4. The days my kids missed school due to weather were my favorite days. I wasn't running around exhausting myself, I got a lot done and I got to spend time with my favorite people.
5. I am not a 9-5 person, yet my whole life I have been told I need to acclimate myself to this world. This can be true, but it is also true that there is room in the world for all kinds of people. As a freelance writer, I can move in the business world and in my own circle. I need to have the freedom to parent this way as well. I try to make sure we are on time to planned activities, but with three little unpredictable children I prefer having some flexibility in my daily life.
The other day I caught my eldest putting Spiderman stickers up and down the wall of the staircase. I redirected his efforts and suggested we make cards. He made an Easter card for his friend Matthew. I cut out the shape of an egg, and he put eleven Spiderman stickers on the outside. He dictated a message for the inside. "Happy Easter Matthew. Learn about God. You must get an Easter Egg." Of course, being me I entirely forgot to take it to church on Sunday. Jarvis decided to mail the card. Usually I would balk at this...there is something inside me that completely rebels against mailing things. Normally I would have just preferred to wait and take it the next Sunday. But I realized this was a teachable moment suddenly nothing became more interesting to me than taking my kids to the post office. I actually looked forward to running this errand.

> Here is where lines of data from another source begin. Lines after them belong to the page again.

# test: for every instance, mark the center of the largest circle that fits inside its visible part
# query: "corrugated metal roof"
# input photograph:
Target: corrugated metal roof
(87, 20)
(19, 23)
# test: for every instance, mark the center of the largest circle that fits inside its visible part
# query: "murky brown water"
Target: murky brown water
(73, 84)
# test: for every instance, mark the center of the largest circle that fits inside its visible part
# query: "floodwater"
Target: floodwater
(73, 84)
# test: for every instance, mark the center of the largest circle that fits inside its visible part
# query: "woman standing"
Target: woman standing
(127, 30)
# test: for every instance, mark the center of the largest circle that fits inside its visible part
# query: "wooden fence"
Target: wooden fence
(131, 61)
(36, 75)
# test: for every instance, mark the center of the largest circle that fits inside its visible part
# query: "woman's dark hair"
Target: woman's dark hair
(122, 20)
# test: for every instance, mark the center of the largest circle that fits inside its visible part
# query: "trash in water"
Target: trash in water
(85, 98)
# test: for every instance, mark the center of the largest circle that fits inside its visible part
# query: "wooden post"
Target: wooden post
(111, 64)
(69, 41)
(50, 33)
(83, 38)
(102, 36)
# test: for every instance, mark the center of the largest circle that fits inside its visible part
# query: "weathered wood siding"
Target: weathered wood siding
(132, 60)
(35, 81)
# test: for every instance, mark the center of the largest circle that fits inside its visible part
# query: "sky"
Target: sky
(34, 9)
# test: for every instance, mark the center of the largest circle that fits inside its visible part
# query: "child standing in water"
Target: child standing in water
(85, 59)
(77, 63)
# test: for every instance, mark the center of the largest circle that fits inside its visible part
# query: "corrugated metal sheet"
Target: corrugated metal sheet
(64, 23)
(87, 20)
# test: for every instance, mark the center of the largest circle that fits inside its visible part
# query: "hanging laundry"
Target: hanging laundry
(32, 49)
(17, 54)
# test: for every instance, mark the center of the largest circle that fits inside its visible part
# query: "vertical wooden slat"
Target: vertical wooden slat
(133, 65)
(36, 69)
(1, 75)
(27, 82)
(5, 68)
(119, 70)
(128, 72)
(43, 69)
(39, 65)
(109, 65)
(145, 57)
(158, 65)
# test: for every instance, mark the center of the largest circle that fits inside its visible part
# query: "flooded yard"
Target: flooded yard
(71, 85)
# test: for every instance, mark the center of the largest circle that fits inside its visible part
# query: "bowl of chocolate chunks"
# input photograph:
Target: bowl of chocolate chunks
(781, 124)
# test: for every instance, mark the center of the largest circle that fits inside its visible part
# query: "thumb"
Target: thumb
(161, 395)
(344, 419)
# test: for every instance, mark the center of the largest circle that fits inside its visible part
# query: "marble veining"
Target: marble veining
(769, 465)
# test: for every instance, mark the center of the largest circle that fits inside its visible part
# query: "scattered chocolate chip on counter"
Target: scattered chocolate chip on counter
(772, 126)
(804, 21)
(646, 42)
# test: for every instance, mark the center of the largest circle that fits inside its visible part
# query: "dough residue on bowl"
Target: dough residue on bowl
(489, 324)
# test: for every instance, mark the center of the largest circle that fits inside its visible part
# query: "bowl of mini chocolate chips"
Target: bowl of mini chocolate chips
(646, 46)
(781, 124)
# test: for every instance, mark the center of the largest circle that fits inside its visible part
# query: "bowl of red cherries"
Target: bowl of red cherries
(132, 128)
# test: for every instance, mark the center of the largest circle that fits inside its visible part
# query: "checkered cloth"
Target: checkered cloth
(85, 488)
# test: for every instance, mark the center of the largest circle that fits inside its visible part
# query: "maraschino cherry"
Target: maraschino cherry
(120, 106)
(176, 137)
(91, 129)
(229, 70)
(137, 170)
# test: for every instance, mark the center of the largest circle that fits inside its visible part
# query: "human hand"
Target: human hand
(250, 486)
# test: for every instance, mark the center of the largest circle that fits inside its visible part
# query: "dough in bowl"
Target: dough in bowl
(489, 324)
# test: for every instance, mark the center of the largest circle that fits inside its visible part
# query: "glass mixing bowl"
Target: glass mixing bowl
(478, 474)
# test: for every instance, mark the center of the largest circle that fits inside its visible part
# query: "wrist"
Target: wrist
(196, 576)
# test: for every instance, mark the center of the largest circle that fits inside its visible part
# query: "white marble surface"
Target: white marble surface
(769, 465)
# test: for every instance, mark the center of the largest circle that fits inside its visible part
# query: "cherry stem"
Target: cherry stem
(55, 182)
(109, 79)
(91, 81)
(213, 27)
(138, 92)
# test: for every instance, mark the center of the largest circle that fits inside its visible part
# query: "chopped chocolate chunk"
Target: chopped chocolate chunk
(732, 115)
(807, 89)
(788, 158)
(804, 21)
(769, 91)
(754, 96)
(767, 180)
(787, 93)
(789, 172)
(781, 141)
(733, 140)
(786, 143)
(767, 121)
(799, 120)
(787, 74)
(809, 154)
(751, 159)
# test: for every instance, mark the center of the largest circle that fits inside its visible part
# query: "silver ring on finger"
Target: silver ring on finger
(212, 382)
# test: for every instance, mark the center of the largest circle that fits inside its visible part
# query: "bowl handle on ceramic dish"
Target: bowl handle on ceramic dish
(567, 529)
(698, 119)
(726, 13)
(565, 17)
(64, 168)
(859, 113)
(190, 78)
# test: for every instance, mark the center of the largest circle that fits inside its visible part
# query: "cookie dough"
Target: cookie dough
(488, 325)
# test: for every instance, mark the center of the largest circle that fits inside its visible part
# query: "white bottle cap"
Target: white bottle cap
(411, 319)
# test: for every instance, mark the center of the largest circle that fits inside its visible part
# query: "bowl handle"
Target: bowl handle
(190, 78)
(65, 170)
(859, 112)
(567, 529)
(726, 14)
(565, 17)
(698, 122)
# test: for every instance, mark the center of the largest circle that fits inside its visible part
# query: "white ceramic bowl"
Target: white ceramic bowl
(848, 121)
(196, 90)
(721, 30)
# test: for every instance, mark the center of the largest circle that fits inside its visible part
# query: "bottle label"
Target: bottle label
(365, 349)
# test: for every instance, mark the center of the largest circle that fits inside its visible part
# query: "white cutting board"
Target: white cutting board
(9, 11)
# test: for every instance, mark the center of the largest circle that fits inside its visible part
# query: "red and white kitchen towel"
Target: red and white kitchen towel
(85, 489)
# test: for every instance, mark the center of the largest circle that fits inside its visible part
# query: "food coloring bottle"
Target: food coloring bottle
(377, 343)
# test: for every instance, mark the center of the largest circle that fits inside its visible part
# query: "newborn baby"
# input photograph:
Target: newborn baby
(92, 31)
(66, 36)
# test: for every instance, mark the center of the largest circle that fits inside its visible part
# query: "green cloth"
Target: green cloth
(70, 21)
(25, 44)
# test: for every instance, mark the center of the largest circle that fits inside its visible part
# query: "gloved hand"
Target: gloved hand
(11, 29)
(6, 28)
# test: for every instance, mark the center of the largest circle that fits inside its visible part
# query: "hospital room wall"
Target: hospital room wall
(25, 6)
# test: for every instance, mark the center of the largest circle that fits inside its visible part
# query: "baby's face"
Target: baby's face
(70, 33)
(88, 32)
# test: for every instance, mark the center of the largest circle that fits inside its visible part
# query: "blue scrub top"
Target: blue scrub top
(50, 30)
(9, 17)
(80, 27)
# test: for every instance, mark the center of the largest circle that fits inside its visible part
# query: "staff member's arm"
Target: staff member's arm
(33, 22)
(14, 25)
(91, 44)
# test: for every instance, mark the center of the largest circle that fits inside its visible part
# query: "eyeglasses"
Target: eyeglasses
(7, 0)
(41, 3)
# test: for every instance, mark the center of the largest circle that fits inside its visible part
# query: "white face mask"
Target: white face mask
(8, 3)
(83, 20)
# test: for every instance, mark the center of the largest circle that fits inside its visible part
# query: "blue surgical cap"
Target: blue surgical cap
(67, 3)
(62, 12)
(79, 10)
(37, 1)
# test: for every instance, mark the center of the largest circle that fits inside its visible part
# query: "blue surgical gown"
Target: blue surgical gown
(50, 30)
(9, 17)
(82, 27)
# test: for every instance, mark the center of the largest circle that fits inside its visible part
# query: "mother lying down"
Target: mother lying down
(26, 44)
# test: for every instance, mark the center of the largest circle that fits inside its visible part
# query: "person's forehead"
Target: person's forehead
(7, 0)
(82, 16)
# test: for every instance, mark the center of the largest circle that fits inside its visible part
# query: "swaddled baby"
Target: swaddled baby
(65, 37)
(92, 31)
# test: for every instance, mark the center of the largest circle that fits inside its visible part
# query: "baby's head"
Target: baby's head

On a school day, I would have been irritable and rushed through. I might have even just locked the car and run in. More likely I would have asked my husband to just mail the things for me. But knowing that I had an opportunity to teach my son lit a fire in my heart that I hadn't felt in a long time. We spent a good 10 minutes just walking around the building talking about everything we saw. We noticed that they had Marvel Comic stamps and decided to buy some (this was completely unnessesary, but I really wanted him to enjoy his trip. It felt important.)
After the tour Jarvis walked straight up to the counter and announced "I have two words to tell you. Number 1, I need to mail a card to my friend Matthew. Number 2, I need to buy a Spiderman Stamp." The man behind the counter was very kind and even gave my kiddos some Star Wars "stickers" cut from the tops of stamp sheets that had been used up.
Something about walking into that building with three kids in tow, one on my back and one holding each hand, felt positively organic to me. As I walked and talked I felt I was living my real life. And I feel that way when we cuddle on the recliner before nap time reading a few pages from the Childcraft encyclopedia and a chapter of Little House in the Big Woods or Mrs. Piggle Wiggle. I know I will still struggle with depression from time to time. But somehow I feel that fullfiling this destiny will give me strength in a way that following status quo never could.